I don't think Mr Glover, or the Express, has quite got the answer. A phobia is defined as an irrational fear, an inability to distinguish an imagined danger from an actual one. Phobics really do think their anxieties are based on reason. Claustrophobes know that there is a pretty good chance that the lift-door will fail to open, or that the walls will fall in; agoraphobes are confident that after leaving the house they will forget who they are.

There is no point in telling a xenophobe that foreigners (xenoi in Greek) are harmless. They will only reply that they have every reason to think that their national identity is threatened by them, and that it must therefore be wrong to call them xenophobes, because phobias cannot be rational.

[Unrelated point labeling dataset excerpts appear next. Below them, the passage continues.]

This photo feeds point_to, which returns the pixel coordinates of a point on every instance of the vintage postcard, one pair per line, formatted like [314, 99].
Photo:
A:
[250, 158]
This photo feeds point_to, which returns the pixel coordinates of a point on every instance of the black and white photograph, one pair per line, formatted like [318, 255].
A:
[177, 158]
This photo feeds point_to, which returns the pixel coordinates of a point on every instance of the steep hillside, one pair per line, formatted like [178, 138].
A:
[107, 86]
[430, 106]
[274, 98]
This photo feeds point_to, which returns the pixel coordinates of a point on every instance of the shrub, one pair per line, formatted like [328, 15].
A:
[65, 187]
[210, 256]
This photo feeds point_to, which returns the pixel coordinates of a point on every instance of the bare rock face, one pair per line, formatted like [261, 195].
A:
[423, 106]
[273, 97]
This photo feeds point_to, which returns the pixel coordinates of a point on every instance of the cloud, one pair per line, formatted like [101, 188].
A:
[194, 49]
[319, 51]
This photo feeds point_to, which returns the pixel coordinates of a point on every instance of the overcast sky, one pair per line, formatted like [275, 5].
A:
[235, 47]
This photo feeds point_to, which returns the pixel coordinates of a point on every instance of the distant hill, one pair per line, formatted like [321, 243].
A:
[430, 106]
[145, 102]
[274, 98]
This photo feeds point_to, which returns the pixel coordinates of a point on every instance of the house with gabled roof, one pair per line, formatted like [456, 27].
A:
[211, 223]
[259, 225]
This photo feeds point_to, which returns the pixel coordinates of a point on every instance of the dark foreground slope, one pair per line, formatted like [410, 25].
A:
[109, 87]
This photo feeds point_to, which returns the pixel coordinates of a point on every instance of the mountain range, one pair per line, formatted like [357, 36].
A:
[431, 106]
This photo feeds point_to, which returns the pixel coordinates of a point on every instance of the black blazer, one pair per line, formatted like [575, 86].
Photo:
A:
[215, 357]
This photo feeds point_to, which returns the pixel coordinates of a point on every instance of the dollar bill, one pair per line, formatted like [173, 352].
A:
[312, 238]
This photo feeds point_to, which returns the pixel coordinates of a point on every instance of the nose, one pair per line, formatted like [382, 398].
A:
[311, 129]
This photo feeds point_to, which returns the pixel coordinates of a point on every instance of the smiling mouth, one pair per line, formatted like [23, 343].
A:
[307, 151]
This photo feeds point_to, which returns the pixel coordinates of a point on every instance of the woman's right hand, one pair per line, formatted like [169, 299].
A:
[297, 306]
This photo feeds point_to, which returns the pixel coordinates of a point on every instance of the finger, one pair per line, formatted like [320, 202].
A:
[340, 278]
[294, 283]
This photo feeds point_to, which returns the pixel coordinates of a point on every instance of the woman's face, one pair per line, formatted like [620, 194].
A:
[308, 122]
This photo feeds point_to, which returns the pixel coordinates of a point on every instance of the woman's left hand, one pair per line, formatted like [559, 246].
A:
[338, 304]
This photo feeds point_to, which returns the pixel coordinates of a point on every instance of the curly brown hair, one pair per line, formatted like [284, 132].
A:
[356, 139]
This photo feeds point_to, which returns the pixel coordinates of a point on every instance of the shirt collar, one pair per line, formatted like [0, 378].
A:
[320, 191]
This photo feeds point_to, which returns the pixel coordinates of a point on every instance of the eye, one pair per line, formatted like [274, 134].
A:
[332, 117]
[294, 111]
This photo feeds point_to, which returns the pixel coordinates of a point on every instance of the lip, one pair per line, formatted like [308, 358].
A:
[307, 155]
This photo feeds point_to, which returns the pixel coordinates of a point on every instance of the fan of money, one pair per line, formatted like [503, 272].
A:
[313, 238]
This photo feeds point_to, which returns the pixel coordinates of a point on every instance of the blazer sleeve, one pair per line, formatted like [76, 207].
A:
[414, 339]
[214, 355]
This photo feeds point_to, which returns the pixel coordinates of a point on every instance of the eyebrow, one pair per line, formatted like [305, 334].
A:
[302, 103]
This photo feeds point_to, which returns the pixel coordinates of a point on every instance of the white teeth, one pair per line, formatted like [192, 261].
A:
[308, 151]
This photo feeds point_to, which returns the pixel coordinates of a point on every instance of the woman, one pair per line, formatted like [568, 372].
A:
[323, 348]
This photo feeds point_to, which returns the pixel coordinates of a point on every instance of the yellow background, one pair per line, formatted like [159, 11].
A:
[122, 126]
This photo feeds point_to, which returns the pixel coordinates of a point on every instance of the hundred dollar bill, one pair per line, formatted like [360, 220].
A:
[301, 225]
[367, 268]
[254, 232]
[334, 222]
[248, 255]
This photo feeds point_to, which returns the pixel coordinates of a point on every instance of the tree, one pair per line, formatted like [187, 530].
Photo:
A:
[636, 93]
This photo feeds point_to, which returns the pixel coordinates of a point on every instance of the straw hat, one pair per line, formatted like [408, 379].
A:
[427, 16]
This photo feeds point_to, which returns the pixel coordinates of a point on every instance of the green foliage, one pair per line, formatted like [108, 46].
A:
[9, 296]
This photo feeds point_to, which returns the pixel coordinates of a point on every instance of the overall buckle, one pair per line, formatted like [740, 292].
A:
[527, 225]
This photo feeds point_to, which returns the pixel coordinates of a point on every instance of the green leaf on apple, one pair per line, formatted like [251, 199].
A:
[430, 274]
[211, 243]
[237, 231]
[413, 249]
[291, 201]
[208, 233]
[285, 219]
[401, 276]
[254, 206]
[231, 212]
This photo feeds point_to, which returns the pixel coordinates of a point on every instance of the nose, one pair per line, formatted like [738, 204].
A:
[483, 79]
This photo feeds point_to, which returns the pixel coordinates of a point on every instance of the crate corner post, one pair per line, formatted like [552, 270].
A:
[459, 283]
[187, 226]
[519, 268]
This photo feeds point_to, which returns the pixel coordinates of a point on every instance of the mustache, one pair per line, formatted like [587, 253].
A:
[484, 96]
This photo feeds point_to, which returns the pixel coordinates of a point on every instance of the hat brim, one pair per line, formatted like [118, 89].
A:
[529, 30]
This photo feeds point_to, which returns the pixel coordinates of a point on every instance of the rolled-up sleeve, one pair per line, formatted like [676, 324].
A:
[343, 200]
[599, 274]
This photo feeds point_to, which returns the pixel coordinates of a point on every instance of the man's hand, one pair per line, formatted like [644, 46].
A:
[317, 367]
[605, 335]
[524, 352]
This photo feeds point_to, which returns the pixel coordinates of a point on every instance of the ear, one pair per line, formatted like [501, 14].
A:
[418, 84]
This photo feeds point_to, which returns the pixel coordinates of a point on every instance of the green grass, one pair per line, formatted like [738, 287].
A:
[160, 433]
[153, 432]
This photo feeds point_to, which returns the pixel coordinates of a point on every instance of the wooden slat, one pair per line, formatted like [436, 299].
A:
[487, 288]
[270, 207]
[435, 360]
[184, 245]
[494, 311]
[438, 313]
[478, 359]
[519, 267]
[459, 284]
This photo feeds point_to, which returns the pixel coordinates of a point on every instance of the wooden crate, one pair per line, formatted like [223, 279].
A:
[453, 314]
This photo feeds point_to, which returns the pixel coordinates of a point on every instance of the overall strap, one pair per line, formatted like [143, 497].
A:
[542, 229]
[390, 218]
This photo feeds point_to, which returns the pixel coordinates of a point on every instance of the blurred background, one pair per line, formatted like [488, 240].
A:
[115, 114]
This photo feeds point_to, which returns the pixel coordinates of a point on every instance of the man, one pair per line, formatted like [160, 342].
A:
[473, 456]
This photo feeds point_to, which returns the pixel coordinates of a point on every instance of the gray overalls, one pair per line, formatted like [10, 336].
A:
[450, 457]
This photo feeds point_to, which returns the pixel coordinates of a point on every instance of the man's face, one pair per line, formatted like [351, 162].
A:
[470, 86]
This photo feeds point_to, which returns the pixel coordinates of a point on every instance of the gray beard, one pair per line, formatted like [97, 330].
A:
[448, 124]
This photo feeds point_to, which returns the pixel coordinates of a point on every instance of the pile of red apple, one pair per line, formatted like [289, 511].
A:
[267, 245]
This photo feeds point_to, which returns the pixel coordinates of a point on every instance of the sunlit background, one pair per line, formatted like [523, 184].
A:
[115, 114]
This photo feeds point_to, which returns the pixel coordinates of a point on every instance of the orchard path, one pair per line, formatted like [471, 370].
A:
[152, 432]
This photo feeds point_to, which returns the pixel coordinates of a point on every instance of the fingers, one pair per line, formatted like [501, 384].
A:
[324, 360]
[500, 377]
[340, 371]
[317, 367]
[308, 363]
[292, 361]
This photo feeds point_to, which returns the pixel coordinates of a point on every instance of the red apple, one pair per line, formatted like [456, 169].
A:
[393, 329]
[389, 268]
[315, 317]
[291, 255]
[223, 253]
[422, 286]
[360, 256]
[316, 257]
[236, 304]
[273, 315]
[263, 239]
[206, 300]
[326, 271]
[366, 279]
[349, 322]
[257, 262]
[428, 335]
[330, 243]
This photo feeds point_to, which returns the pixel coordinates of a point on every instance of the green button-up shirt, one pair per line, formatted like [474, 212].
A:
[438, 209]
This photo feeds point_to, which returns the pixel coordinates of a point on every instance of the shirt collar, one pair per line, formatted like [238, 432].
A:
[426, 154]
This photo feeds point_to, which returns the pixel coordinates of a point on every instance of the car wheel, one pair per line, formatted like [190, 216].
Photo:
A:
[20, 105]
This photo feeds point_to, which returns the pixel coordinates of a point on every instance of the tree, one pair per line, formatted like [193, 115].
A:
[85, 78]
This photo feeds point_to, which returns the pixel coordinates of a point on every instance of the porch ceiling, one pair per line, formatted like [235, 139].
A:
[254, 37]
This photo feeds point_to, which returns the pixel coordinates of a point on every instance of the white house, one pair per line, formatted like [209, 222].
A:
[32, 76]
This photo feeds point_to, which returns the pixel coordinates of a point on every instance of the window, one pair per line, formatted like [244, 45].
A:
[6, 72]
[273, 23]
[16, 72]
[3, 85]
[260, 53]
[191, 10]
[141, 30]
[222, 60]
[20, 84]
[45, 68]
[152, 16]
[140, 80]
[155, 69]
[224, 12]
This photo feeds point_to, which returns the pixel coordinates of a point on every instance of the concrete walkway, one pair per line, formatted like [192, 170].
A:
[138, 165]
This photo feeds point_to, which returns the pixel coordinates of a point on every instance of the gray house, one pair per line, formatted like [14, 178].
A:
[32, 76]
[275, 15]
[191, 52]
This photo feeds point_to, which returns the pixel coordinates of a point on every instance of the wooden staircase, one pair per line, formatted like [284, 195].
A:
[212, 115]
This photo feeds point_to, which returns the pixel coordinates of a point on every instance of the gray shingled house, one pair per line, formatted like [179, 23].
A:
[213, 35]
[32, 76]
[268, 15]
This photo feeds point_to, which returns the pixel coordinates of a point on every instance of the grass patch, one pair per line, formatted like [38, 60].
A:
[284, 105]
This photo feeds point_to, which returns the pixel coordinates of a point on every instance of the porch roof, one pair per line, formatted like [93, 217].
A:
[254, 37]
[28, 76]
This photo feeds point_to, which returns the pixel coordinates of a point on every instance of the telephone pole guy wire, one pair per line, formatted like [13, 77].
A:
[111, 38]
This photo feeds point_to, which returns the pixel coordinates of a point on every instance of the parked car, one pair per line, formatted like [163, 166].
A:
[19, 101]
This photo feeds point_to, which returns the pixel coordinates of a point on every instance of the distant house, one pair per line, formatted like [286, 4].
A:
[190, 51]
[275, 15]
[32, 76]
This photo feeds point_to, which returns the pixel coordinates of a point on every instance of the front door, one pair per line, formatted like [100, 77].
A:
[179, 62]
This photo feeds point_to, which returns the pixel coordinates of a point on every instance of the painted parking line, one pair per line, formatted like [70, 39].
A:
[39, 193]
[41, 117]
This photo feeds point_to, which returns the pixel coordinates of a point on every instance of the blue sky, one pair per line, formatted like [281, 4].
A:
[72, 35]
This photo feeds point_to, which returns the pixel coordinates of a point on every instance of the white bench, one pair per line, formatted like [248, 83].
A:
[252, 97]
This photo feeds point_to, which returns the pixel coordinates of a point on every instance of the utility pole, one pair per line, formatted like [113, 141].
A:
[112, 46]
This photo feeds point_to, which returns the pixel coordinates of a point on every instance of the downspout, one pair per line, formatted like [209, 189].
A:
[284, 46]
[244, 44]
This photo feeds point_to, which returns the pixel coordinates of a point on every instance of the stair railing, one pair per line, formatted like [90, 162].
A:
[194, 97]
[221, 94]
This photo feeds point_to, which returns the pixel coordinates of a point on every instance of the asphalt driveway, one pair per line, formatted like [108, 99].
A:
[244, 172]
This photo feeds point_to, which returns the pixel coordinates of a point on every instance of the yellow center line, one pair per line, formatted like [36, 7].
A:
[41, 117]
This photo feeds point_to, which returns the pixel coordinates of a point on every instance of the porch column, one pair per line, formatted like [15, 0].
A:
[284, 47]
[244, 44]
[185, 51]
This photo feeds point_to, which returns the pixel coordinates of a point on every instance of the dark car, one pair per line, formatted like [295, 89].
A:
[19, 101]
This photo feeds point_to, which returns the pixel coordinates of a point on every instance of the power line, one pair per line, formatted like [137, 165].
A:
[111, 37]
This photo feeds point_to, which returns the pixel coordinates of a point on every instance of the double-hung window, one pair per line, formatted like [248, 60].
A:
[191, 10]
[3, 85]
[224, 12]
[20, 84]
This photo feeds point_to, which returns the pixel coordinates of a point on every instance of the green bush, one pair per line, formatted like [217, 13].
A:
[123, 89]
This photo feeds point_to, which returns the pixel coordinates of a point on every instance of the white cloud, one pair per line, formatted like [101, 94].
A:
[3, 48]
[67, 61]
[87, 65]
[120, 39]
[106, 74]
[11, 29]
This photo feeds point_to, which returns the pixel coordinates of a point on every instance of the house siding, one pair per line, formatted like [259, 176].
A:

Xenophobia, declared the Express, is practically unknown in Britain.

To be fair, one must admit that the word itself is newish; the OED takes it back no further than 1909. Perhaps it wasn't till then that fear of strangers began to be thought unreasonable? Meanwhile the medical encyclopedias list up to 200 recognised forms of phobia. Treatment (we are told) includes exposing the patient, in the company of a trusted companion, to further phobic situations; I'm not sure this would work with some of our extremer Euro-sceptics. The list, by the way, includes phobophobia, an irrational fear of phobias. No doubt someone will start calling Jacques Santer a phobophobic.